STEP 1: Calculation of Binding Energy

First, we found the binding energy of RNAP and our promoters. As we mutated only -35 region, we only use this region for calculations. Here we define the binding energy ε as the energy released by RNAP’s binding to promoter. Simply saying, the higher is the binding energy, the stronger is the binding. We referred the data in Kenney et al.[2] to calculate each binding energy.

The distribution of computed 4096 promoters' binding energies is shown below. The horizontal axis stands for ε (at 0.05 kT intervals) and the vertical axis sample number.

Fig. 1 Visualized data. A portion enclosed with red square is randomized -35 region.
Fig. 2 Promoters distribution. The result is an approximate normal distribution.

STEP 2: Conversion from Binding Energy to Binding Probability

Next, we estimated the binding probability. On this step, we used the method of statistical mechanics. So we assumed the following.

  • The cell is a closed system
  • There are P RNAPs bound somewhere on DNA
  • The number of bases is N (bp) and 1 of N bases is +1 position of the promoter

The principle of statistical mechanics is very easy; any state emerges with the same probability. So we counted up the number of state. A state stands for any information of all the particles in the system, so the number is enormous. W represents this number. Here W can be separated as the following. \[ W=W_{\mathrm{unbound}}+W_{\mathrm{bound}} \] $W_{\mathrm{bound}}$ represents the number of state where the promoter is occupied and $W_{\mathrm{unbound}}$ unoccupied.

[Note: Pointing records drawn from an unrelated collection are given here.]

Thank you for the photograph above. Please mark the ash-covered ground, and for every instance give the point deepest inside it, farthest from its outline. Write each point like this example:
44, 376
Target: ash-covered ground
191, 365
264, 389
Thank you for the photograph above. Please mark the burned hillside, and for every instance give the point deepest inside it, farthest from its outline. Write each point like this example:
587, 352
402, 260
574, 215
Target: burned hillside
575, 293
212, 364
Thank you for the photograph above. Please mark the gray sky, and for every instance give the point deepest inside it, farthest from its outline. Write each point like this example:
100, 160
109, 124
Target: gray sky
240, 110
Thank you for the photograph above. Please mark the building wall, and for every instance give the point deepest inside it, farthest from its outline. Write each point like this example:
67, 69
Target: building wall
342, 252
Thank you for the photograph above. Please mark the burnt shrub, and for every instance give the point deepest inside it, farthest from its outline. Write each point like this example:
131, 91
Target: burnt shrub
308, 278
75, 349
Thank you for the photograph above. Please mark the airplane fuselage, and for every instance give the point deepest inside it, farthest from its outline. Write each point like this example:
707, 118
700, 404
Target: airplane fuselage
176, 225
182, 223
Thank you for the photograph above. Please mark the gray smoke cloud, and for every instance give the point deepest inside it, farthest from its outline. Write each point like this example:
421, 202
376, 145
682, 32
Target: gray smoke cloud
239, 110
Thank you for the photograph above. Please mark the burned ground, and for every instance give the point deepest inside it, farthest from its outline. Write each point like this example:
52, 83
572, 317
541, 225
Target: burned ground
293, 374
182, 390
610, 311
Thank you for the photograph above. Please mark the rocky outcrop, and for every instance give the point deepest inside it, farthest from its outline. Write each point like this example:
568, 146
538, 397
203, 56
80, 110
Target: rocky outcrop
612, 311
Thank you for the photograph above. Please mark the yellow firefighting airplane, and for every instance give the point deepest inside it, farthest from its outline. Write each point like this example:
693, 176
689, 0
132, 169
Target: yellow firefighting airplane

The purpose of this step is to find the ratio $W_{\mathrm{unbound}}:W_{\mathrm{bound}}$. Concerning the position of RNAP, \[ W_{\mathrm{unbound}}:W_{\mathrm{unbound}}&=&{\frac{N-1!}{P!(N-P-1)!} \times W_{\mathrm{R}}(E)} \]

M-Fig. 3 Quoted from [5].

Therefore, the binding probability is

\begin{align*} p&=\frac{W_{\mathrm{bound}}}{W_{\mathrm{unbound}}+W_{\mathrm{bound}}} \\[6pt] &=\frac{ \frac{P}{N_{\mathrm{NS}}} \exp\left(-\frac{\varepsilon_{\mathrm{S}} - \varepsilon_{\mathrm{NS}}}{k_{\mathrm{B}}T} \right) }{1+\frac{P}{N_{\mathrm{NS}}} \exp\left(-\frac{\varepsilon_{\mathrm{S}} - \varepsilon_{\mathrm{NS}}}{k_{\mathrm{B}}T} \right) } \\[6pt] \mathrm{suppose\ that} &\frac{P}{N_{\mathrm{NS}}} \exp\left(-\frac{\varepsilon_{\mathrm{S}} - \varepsilon_{\mathrm{NS}}}{k_{\mathrm{B}}T} \right) \ll 1 \\[6pt] &\approx \frac{P}{N_{\mathrm{NS}}} \exp\left(-\frac{\varepsilon_{\mathrm{S}} - \varepsilon_{\mathrm{NS}}}{k_{\mathrm{B}}T} \right) \\[6pt] &\propto \exp\left(-\frac{\varepsilon_{-35}}{k_{\mathrm{B}}T} \right) \end{align*}

The binding energy of -35 region is exponentially proportional to the binding probability.

The last step is to convert the binding probability to the transcription efficiency. Let us assume these suppositions.

  • RNAP bound to promoter promptly initiate transcription
  • There is no "traffic jam" of RNAPs on DNA (i. e., RNAP's transcription initiation is rate-limiting)

These assumptions mean that we can directly use the value of binding probability as transcription energy in an arbitrary unit. In this way, we get following conclusive result.

M-Fig. 4 The horizontal axis stands for the transcription efficiency.

As you can see in this figure, the strengths of our promoter families vary about 1000 fold!